The second version of biobot is equipped with a range of three directional microphones to detect the direction of the sound. The research team has also developed algorithms that analyze the sounds picked up by microphone that can steer the biobot in the right direction, a method that was successful in laboratory testing. Other than detecting the sound's location, the biobots will have to be able to differentiate between types of sounds.

“The goal is to use the biobots with high-resolution microphones to differentiate between sounds that matter– like people calling for help – from sounds that don’t matter– like a leaking pipe,” Bozkurt said. “Once we’ve identified sounds that matter, we can use the biobots equipped with microphone arrays to zero in on where those sounds are coming from.”
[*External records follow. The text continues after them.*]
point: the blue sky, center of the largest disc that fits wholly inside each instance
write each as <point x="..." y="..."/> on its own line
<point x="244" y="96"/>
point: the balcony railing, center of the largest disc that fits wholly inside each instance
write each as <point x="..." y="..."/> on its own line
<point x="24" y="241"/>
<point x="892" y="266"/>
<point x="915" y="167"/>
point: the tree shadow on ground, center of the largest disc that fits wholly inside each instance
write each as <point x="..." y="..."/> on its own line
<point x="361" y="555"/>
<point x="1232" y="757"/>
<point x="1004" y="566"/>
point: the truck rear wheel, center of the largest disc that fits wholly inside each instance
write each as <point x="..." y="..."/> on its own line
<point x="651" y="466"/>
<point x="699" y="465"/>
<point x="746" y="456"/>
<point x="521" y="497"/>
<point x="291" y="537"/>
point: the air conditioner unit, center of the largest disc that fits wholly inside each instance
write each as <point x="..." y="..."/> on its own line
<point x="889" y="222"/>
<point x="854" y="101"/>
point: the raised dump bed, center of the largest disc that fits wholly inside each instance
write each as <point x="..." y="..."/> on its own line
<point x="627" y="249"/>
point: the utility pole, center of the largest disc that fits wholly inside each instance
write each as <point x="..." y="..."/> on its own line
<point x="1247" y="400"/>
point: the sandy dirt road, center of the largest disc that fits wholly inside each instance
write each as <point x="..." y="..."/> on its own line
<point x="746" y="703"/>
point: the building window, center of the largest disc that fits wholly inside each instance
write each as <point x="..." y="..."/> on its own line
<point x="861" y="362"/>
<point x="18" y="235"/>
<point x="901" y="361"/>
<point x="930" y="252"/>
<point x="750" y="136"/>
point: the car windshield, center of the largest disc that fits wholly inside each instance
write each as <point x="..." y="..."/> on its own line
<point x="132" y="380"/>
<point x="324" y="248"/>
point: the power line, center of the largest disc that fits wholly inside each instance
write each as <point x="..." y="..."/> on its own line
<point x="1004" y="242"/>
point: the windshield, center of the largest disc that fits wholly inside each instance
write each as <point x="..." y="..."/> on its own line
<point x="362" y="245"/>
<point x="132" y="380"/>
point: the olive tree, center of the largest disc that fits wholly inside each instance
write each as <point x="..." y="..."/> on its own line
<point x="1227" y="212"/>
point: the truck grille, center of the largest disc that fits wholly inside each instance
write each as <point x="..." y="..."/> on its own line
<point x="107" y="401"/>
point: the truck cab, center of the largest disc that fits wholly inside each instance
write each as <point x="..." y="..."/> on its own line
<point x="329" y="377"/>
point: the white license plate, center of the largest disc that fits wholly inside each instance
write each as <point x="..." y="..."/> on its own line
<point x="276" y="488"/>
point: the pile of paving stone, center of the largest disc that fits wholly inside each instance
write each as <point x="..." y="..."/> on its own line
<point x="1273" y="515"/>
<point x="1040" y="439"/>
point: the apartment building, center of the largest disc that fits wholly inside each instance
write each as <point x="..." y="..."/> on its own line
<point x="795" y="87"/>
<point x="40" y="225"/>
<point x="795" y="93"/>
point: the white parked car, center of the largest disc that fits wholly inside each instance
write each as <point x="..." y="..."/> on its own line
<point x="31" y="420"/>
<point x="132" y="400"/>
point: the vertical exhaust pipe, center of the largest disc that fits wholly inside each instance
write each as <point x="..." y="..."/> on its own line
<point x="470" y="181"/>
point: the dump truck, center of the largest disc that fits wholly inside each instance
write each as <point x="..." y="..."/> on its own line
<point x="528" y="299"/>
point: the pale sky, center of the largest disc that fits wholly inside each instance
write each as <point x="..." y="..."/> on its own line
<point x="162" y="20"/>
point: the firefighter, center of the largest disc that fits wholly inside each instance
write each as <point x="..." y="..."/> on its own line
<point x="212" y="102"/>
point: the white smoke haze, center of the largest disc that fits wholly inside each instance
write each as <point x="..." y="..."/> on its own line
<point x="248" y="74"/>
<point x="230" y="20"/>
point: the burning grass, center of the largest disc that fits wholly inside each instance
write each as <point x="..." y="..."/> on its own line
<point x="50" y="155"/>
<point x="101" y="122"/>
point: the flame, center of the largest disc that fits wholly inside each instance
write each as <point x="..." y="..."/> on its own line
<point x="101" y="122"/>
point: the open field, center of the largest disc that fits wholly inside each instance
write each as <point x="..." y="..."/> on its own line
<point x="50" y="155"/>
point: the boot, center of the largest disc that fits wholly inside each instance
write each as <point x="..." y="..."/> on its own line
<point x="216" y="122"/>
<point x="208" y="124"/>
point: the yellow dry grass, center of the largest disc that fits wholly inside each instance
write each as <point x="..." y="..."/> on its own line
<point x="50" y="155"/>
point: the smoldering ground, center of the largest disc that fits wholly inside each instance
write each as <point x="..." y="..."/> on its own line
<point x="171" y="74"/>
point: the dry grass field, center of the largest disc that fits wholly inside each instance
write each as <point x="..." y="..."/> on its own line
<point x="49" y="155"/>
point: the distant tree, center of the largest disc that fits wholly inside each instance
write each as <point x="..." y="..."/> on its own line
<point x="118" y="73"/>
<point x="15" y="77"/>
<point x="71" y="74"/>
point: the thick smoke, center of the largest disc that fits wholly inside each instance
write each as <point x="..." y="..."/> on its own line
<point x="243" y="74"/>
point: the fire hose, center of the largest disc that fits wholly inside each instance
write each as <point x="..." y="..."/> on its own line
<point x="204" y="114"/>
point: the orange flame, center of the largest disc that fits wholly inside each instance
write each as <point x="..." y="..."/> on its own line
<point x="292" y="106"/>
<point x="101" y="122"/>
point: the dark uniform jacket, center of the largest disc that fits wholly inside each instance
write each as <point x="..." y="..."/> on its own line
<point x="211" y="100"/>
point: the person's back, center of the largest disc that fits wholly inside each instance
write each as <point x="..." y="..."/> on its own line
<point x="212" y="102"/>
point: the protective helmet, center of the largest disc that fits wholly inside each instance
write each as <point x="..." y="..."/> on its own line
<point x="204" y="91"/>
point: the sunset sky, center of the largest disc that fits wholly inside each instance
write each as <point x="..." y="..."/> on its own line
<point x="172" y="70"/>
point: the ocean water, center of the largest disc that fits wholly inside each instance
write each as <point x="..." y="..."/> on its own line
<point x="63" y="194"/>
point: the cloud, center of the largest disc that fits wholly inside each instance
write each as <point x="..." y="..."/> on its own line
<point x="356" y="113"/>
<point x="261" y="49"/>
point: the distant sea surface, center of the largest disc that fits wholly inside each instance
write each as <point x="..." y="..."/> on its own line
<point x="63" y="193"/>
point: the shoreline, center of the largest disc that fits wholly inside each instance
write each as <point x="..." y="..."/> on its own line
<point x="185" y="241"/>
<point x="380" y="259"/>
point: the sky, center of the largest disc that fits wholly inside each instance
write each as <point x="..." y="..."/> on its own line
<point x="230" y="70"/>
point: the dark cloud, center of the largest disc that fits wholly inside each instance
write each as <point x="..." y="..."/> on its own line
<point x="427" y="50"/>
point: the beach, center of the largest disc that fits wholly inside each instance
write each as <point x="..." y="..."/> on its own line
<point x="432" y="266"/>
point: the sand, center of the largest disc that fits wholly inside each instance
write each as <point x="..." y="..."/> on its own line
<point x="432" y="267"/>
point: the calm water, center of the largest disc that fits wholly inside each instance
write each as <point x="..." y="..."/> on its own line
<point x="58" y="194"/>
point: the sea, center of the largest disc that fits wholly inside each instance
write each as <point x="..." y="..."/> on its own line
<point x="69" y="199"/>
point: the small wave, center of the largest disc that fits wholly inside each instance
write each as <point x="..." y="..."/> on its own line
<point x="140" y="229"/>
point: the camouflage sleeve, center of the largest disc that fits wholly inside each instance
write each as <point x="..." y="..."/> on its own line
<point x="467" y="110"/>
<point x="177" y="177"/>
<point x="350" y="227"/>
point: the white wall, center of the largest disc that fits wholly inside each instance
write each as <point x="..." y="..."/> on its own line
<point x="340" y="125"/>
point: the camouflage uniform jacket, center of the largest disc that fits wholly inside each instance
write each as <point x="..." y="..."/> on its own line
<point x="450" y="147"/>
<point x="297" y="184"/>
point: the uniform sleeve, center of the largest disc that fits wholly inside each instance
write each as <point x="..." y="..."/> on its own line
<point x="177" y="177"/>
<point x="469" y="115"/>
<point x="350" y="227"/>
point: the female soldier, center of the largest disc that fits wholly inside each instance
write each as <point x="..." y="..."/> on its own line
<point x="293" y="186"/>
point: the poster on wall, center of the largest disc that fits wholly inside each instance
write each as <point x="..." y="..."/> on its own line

Previously, a research team headed by Dr. Edgar Lobaton had shown that biobots could be used to map a disaster area. Funded by National Science Foundation CyberPhysical Systems Program, the eventual goal for Bozkurt and Lobaton is to consolidate their research efforts to both map disaster areas and pinpoint survivors. The researchers are already working with collaborator Dr. Mihail Sichitiu to build the next generation of biobot networking and localization technology.

Bozkurt’s team also recently developed technology that can be used as an “invisible fence” that will stop the biobots from straying too far from the disaster area. While this helps biobots stay in a defined area, it also makes them stay near light sources so that the miniaturized solar panels on biobot backpacks can be recharged.

This technology was showcased at the IEEE Sensors 2014 conference in Valencia, Spain that took place from November 2-5.